HHS officially named shared service provider for grants management systems
The Department of Health and Human Services finally received its formal designation as a shared service provider for grants management systems Monday.
As an official quality services management office (QSMO), HHS can now stand up a marketplace and its customer agencies choose from a catalog of cloud-based systems and services offered by federal shared service providers.
While HHS presented its implementation plan to the Shared Services Governance Board last July, it had the longest road to becoming the fourth QSMO because it lacked a preexisting shared services model like the others.
“The grants QSMO is unique in that its marketplace will have a direct impact on the public at large,” Federal CIO Basil Parker said in the announcement. “Modernizing and leveraging shared grant solutions across the government should improve the user experience and service quality for the grants community and the federal government.”
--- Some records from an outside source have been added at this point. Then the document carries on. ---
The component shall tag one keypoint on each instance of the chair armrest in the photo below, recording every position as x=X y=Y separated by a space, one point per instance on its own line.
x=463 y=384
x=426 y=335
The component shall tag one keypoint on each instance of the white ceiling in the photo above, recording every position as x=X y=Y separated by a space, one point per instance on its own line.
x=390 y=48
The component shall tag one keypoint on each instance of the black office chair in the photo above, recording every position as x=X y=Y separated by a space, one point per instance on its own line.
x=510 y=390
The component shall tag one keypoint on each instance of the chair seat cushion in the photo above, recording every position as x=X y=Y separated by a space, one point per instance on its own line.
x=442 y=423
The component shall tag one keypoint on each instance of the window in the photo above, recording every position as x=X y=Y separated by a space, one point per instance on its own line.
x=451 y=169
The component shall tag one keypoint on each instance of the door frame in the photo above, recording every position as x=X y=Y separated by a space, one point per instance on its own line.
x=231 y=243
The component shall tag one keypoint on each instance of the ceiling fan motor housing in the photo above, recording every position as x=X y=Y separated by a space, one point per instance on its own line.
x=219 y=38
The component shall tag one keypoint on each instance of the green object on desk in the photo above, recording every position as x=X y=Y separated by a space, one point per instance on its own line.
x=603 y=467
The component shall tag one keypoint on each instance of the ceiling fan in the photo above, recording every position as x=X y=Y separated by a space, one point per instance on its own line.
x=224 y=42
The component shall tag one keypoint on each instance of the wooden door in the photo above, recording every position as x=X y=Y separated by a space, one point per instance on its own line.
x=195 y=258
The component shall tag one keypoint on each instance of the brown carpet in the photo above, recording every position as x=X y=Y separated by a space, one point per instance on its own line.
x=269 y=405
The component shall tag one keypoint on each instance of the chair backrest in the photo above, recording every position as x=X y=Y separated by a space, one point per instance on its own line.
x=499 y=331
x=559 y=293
Systems HHS’s marketplace will cover include grant management of pre-awards, awards, post-awards and closeouts, as well as recipient oversight.
The QSMO has its roots in the HHS ReInvent Grants Management Initiative proposed in 2017 as part of ReImagine HHS, the goal of which was to reduce administrative burden while improving transparency and efficiency.
Sharing quality services is Cross-Agency Priority Goal 5 in the current President’s Management Agenda, and the Office of Management and Budget is charged with designating QSMOs for standardizing agencies’ IT.
The other initial, official QSMOs include the Cybersecurity and Infrastructure Security Agency for cybersecurity services, Treasury Department for financial management services and General Services Administration for human resources services.
Just because HHS lacked a formal QSMO designation doesn’t mean its work toward a marketplace stopped.
“While we’re awaiting formal designation, we’ve been making significant progress in understanding the existing grants management ecosystem, engaging stakeholders including federal service providers, and supporting business offices bringing quality shared services to the market to accelerate the impact once we are designated,” said Alice Bettencourt, QSMO executive lead for HHS, in September.